Fürchterlich enttäuscht der Schluß des Films. „Topas“ läuft einfach aus, ohne Finale, ohne echten Abschluß, ohne Spannung. Es passiert nichts. Plötzlich ist er beendet, ganz so, als wären dem Regisseur auf den letzten Metern die Geldmittel ausgegangen. Schon ziemlich frech, dem Zuschauer ein solches Ende anzubieten. Völlig unbefriedigend und durch nichts zu entschuldigen. Und so etwas von Hitchcock?

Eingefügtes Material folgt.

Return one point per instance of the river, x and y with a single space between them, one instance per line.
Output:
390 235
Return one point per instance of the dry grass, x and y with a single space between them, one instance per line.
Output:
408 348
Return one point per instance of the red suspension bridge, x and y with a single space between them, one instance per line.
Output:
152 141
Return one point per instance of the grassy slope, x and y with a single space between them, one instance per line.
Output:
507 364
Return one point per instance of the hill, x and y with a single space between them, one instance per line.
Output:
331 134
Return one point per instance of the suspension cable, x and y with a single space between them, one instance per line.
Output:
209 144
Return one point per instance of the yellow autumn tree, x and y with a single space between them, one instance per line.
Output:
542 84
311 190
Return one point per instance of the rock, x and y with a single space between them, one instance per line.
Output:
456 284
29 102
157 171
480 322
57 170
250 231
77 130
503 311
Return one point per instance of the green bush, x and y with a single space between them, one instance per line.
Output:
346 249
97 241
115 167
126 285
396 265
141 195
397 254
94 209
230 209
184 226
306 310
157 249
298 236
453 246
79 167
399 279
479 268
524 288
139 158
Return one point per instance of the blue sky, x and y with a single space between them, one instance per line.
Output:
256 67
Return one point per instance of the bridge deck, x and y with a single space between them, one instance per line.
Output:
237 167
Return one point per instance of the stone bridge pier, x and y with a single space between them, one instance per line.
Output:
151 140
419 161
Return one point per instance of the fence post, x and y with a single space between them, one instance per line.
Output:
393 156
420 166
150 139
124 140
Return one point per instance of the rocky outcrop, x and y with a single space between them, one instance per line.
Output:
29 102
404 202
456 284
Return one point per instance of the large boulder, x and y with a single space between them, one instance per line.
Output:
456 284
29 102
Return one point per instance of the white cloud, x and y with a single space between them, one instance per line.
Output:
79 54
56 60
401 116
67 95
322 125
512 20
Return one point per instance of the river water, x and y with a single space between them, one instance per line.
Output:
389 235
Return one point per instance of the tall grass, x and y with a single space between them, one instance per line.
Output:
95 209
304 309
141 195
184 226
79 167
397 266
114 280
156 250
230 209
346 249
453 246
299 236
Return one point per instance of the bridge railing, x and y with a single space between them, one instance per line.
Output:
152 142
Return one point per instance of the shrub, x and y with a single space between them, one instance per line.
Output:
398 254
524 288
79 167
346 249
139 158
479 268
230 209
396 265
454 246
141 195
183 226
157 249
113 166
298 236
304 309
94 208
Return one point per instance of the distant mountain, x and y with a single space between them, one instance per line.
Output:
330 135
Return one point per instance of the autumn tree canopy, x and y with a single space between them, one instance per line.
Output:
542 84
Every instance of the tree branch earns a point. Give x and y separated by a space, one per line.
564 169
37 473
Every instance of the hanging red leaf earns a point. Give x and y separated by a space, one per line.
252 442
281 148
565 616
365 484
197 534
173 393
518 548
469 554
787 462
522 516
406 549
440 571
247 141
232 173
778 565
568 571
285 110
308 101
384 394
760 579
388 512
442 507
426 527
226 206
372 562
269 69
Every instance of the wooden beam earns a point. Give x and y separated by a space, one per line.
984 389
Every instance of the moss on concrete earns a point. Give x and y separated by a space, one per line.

Im musikalischen Bereich kann der Film dann doch noch Punkte sammeln. Maurice Jarre ist ein Topkomponist und so sind es letztlich auch seine Töne, die einem auch über den Abspann und Tage, Wochen, Monate hinaus im Gedächtnis haften bleiben – im Gegensatz zu dem visuellen Rest, bei dem ich mich, obwohl ich „Topas“ erst vor wenigen Wochen wiedergesehen habe, nur noch an wenige exotische Bilder erinnern kann. Also ein schwacher Hitchcock, der an einem überfrachteten Drehbuch leidet, einen Mangel an sympathischen Figuren (Deveraux ist kaum der Richtige) zu bieten hat, aufgrund so mancher starker Einzelszene aber immer noch gut genug ist, um als Durchschnitt durchzugehen. 5/10.